Sekali bakteri mengadakan invasi dalam pulpa, kerusakan hampir selalu tidak dapat diobati. Laporan dari studi kecil tentang pulpitis dengan rasa sakit menyatakan : ‘pulpitis dan  terbukanya pulpa yang sebenarnya, apakah berhubungan dengan karies dalam, restorsi dalam, atau penyebab lain berjalan berdampingan. Tidak ada korelasi antara keparahan rasa sakit dan tingkat keterlibatan  pulpa.
NEKROSIS PULPA
Nekrosis pulpa merupakan kematian pulpa yang merupakan proses lanjutan dari inflamasi pulpa akut/kronik atau terhentinya sirkulasi darah secara tiba-tiba akibat trauma. Nekrosis pulpa dapat terjadi parsialis ataupun totalis3. Ada 2 tipe nekrosis pulpa, yaitu:
1. Tipe koagulasi
Pada tipe ini ada bagian jaringan yang larut, mengendap dan berubah menjadi bahan yang padat.
2. Tipe liquefaction
Pada tipe ini, enzim proteolitik merubah jaringan pulpa menjadi suatu bahan yang lunak atau cair3. Pada setiap proses kematian pulpa selalu terbentuk hasil akhir berupa H2S, amoniak, bahan-bahan yang bersifat lemak, indikan, protamain, air dan CO2. Diantaranya juga dihasilkan indol, skatol, putresin dan kadaverin yang menyebabkan bau busuk pada peristiwa kematian pulpa.

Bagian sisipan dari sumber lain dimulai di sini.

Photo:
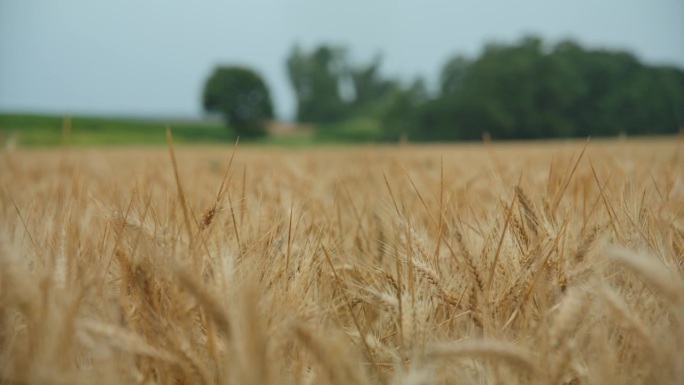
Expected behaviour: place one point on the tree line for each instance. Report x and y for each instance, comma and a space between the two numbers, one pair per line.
522, 90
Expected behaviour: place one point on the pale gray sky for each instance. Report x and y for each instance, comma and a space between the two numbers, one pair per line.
150, 57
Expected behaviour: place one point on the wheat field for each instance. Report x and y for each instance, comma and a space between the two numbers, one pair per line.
539, 263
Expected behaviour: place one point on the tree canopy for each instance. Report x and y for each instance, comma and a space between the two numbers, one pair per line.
241, 96
529, 90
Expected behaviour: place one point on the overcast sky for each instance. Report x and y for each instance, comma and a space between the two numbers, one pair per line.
151, 57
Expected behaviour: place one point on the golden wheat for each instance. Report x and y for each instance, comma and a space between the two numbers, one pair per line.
554, 263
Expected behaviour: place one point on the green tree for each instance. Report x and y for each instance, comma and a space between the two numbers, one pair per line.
241, 96
316, 79
530, 90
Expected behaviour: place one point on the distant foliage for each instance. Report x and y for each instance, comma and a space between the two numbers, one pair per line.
530, 91
330, 89
241, 96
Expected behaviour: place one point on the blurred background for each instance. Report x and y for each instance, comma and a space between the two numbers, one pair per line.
307, 72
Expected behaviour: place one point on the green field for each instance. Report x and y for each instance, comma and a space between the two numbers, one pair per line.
44, 130
24, 130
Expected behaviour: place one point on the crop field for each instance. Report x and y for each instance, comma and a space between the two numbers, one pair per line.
516, 263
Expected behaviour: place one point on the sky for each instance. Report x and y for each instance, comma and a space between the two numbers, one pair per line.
151, 57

Bila pada peristiwa nekrosis juga ikut masuk kuman-kuman yang saprofit anaerob, maka kematian pulpa ini disebut gangren pulpa.

ETIOLOGI NEKROSIS PULPA
Nekrosis atau kematian pulpa memiliki penyebab yang bervariasi, pada umumnya disebabkan keadaan radang pulpitis yang ireversibel tanpa penanganan atau dapat terjadi secara tiba-tiba akibat luka trauma yang mengganggu suplai aliran darah ke pulpa. Meskipun bagian sisa nekrosis dari pulpa dicairkan atau dikoagulasikan, pulpa tetap mengalami kematian. Dalam beberapa jam pulpa yang mengalami inflamasi dapat berdegenerasi menjadi kondisi nekrosis.
Penyebab nekrosi lainnya adalah bakteri, trauma, iritasi dari bahan restorasi silikat, ataupun akrilik. Nekrosis pulpa juga dapat terjadi pada aplikasi bahan-bahan devitalisasi seperti arsen dan paraformaldehid. Nekrosis pulpa dapat terjadi secara cepat (dalam beberapa minggu) atau beberapa bulan sampai menahun. Kondisi atrisi dan karies yang tidak ditangani juga dapat menyebabkan nekrosis pulpa. Nekrosis pulpa lebih sering terjadi pada kondisi fase kronis dibanding fase akut.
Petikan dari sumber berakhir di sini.